Releasing the club through impact is imperative in creating distance, spin and creating solid square contact. Many players who suffer from a slice tend to have issues in releasing the club properly through impact. A good way to catch yourself resisting the release is to check the position of your lead elbow post impact. If your lead elbow is away from your body and pointing towards the target, your in the classic chicken wing follow-through position, and you’re wrists didn’t rotate properly.

You may recall a previous post on follow-through releasing drills. Here are some more to try if these didn’t work.


Split Grip Drill

This is one of the best drills around in helping you feel what a proper release feels like. By splitting your hands, you’re forced to rotate them properly as you swing. Have a look at this video for more details, but just grab any club, split your hands on the grip by a few inches and start swinging, you’ll feel the proper wrist release motion immediately. Incorporate this into the real swing, and you should start seeing a straighter ball flight with more distance.


Use Swing Weights

Whether you have professional swing weight, swing two clubs at once, or even tie a towel to the end of your club, it doesn’t matter for this drill. Simply take some time swinging a weighted club of some sort – the added weight will make resisting the natural wrist rotation of a golf swing rather difficult, and should help instill the proper swing motion and wrist rotation were looking for.

Swing Only with the Lead Hand

This drill has a similar concept as the swing weight one, as you swing only with your left hand (right-handed players) your wrists will be forced to rotate through impact.
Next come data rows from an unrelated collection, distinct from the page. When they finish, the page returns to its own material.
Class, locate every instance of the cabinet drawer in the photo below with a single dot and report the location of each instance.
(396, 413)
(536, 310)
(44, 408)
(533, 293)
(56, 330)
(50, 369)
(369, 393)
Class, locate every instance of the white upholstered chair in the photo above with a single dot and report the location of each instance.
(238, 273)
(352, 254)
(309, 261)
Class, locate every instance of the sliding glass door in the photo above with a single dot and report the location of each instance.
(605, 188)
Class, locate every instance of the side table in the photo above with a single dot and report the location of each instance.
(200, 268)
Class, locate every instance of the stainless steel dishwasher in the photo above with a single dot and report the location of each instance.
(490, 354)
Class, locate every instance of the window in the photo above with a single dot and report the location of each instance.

Perform a couple of swings only with this hand, then consider adding your right hand again to club, but really focus on continuing the full rotational motion of the wrists as you swing through impact.


Swing Cross-Handed

Have you ever tried to perform a full-swing with a cross-handed grip? The only way you can make a full swing is to ensure your lead elbow is tight to your leading side right after impact. This is exactly the move you need to perform to avoid a poor release. Swing cross-handed a couple of times, then flip your hands around and swing normally. Really focus on ensuring your lead elbow is tucked close to your body on the follow-through – this will keep you from performing the flying elbow on the follow-through and help encourage proper wrist rotation.

Give any one of those drills a try and you should begin to find a solution to not only your slice, but to increased distance, control and power. Give it a shot!